+1 (non-binding)  Great to see data source API is going to be improved!

best regards,
-Zhenhua(Xander)

发件人: Dongjoon Hyun [mailto:dongjoon.h...@gmail.com]
发送时间: 2017年9月8日 4:07
收件人: 蒋星博
抄送: Michael Armbrust; Reynold Xin; Andrew Ash; Herman van Hövell tot 
Westerflier; Ryan Blue; Spark dev list; Suresh Thalamati; Wenchen Fan
主题: Re: [VOTE] [SPIP] SPARK-15689: Data Source API V2 read path

+1 (non-binding).

On Thu, Sep 7, 2017 at 12:46 PM, 蒋星博 
<jiangxb1...@gmail.com<mailto:jiangxb1...@gmail.com>> wrote:
+1


Reynold Xin <r...@databricks.com<mailto:r...@databricks.com>>于2017年9月7日 
周四下午12:04写道:
+1 as well

On Thu, Sep 7, 2017 at 9:12 PM, Michael Armbrust 
<mich...@databricks.com<mailto:mich...@databricks.com>> wrote:
+1

On Thu, Sep 7, 2017 at 9:32 AM, Ryan Blue 
<rb...@netflix.com.invalid<mailto:rb...@netflix.com.invalid>> wrote:

+1 (non-binding)

Thanks for making the updates reflected in the current PR. It would be great to 
see the doc updated before it is finally published though.
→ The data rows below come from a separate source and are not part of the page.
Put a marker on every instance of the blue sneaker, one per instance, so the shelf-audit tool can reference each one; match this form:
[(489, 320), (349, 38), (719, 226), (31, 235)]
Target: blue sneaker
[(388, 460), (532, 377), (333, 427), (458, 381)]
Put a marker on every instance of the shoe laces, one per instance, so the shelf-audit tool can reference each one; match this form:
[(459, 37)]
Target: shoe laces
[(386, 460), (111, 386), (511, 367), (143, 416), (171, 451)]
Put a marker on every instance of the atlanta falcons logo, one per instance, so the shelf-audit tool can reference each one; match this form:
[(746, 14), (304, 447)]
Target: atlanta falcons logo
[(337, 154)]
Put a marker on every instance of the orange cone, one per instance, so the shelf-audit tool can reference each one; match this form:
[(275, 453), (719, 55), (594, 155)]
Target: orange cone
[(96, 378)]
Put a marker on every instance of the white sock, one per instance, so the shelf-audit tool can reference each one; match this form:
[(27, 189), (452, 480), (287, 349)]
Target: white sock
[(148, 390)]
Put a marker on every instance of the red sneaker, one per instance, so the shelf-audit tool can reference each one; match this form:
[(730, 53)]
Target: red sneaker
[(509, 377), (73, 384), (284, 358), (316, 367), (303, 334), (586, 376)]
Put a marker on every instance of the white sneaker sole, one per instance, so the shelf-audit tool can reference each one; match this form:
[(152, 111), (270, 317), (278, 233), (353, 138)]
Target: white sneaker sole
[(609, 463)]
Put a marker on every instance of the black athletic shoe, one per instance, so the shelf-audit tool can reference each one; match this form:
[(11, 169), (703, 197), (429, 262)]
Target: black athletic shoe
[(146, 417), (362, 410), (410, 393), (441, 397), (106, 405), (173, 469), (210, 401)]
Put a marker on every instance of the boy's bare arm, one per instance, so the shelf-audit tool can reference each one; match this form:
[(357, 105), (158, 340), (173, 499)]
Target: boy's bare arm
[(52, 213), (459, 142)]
Right now it feels like this SPIP is focused more on getting the basics right 
for what many datasources are already doing in API V1 combined with other 
private APIs, vs pushing forward state of the art for performance.

I think that’s the right approach for this SPIP. We can add the support you’re 
talking about later with a more specific plan that doesn’t block fixing the 
problems that this addresses.
​

On Thu, Sep 7, 2017 at 2:00 AM, Herman van Hövell tot Westerflier 
<hvanhov...@databricks.com<mailto:hvanhov...@databricks.com>> wrote:
+1 (binding)

I personally believe that there is quite a big difference between having a 
generic data source interface with a low surface area and pushing down a 
significant part of query processing into a datasource. The later has much 
wider wider surface area and will require us to stabilize most of the internal 
catalyst API's which will be a significant burden on the community to maintain 
and has the potential to slow development velocity significantly. If you want 
to write such integrations then you should be prepared to work with catalyst 
internals and own up to the fact that things might change across minor versions 
(and in some cases even maintenance releases). If you are willing to go down 
that road, then your best bet is to use the already existing spark session 
extensions which will allow you to write such integrations and can be used as 
an `escape hatch`.


On Thu, Sep 7, 2017 at 10:23 AM, Andrew Ash 
<and...@andrewash.com<mailto:and...@andrewash.com>> wrote:
+0 (non-binding)

I think there are benefits to unifying all the Spark-internal datasources into 
a common public API for sure.  It will serve as a forcing function to ensure 
that those internal datasources aren't advantaged vs datasources developed 
externally as plugins to Spark, and that all Spark features are available to 
all datasources.

But I also think this read-path proposal avoids the more difficult questions 
around how to continue pushing datasource performance forwards.  James Baker 
(my colleague) had a number of questions about advanced pushdowns (combined 
sorting and filtering), and Reynold also noted that pushdown of aggregates and 
joins are desirable on longer timeframes as well.  The Spark community saw 
similar requests, for aggregate pushdown in SPARK-12686, join pushdown in 
SPARK-20259, and arbitrary plan pushdown in SPARK-12449.  Clearly a number of 
people are interested in this kind of performance work for datasources.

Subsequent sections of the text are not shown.